Ostensibly, the story of the film concerns a down-on-his-luck, retired minor leaguer (Walter Matthau) who gets talked into coaching a team of misfits for a California little league. Hilarity ensues, but little of it is in that patented sweet Disney way. Instead, this collection of kids act more hostile than most of Charles Manson’s recruits. They not only usurped the family comedy, they usurped the typical sports film offerings.  

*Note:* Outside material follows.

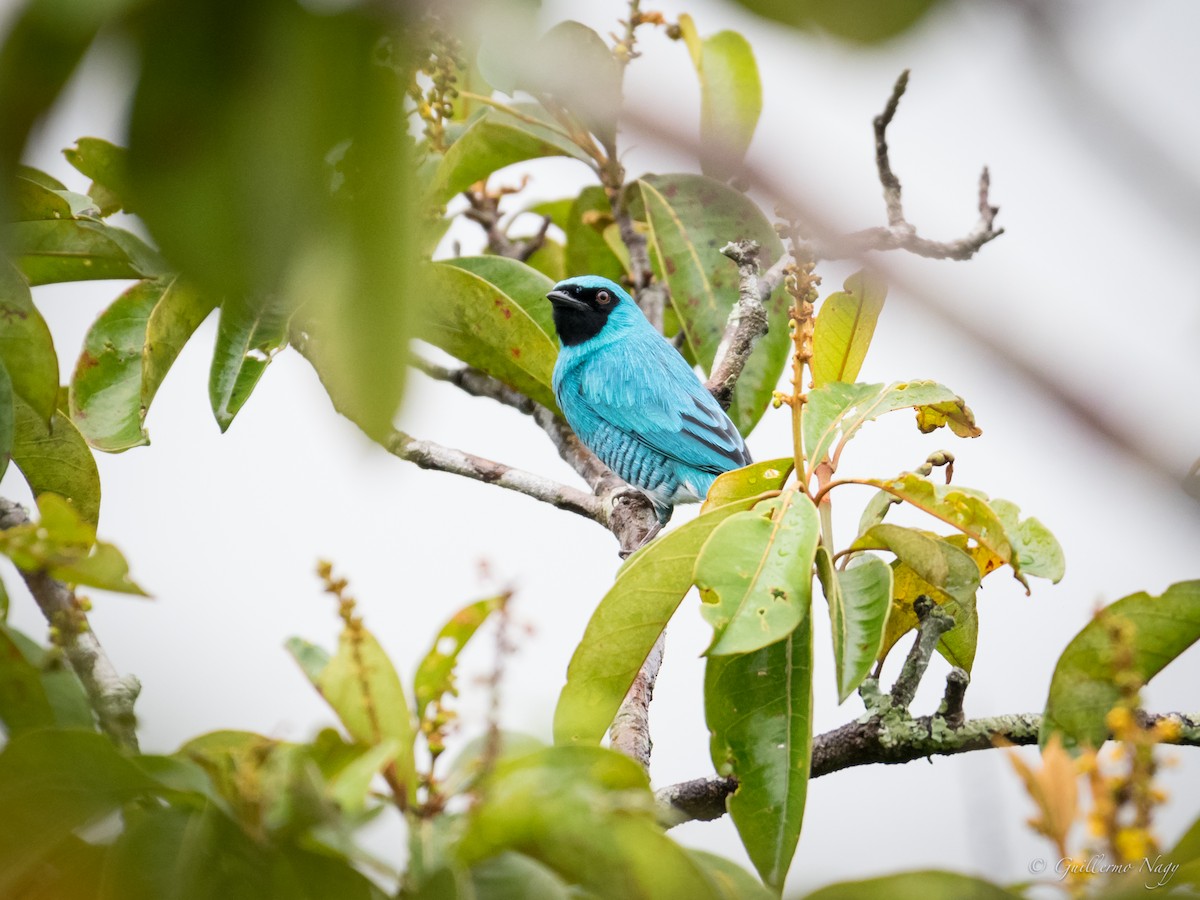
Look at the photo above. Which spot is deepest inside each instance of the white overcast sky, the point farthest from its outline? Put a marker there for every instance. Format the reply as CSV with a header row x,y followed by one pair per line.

What made the film revolutionary as well were the multi-dimensional kid characters, often conveying traits a million miles from adorable. These kids were brats: profane, disrespectful, itching for a fight, and drinking and smoking underage. Even the possibility of adolescent sex snuck into the corners of this film, only rated PG at the time. It was scandalous, outrageous, and deplorable.

But boy (and girl), were they recognizable. The kids of the 70s, after all they’d been through, looked like this, not Leave It to Beaver. These kids were products of broken homes, neurotic parents, and troubled neighborhoods—a true reflection of their times. The film was a monster hit and spawned a number of sequels, and they did so because they were of the time.

Indeed, the 70s were such a magnificently edgy and progressive time for the industry, George Clooney used to give out  DVD sets of his picks for the 100 greatest films of the 70s. And he had trouble getting it down to just 100.  He knew the 70’s were the greatest decade ever for film. And now you do, too. Try to put a little 1976 in what you’re writing this year, won’t you?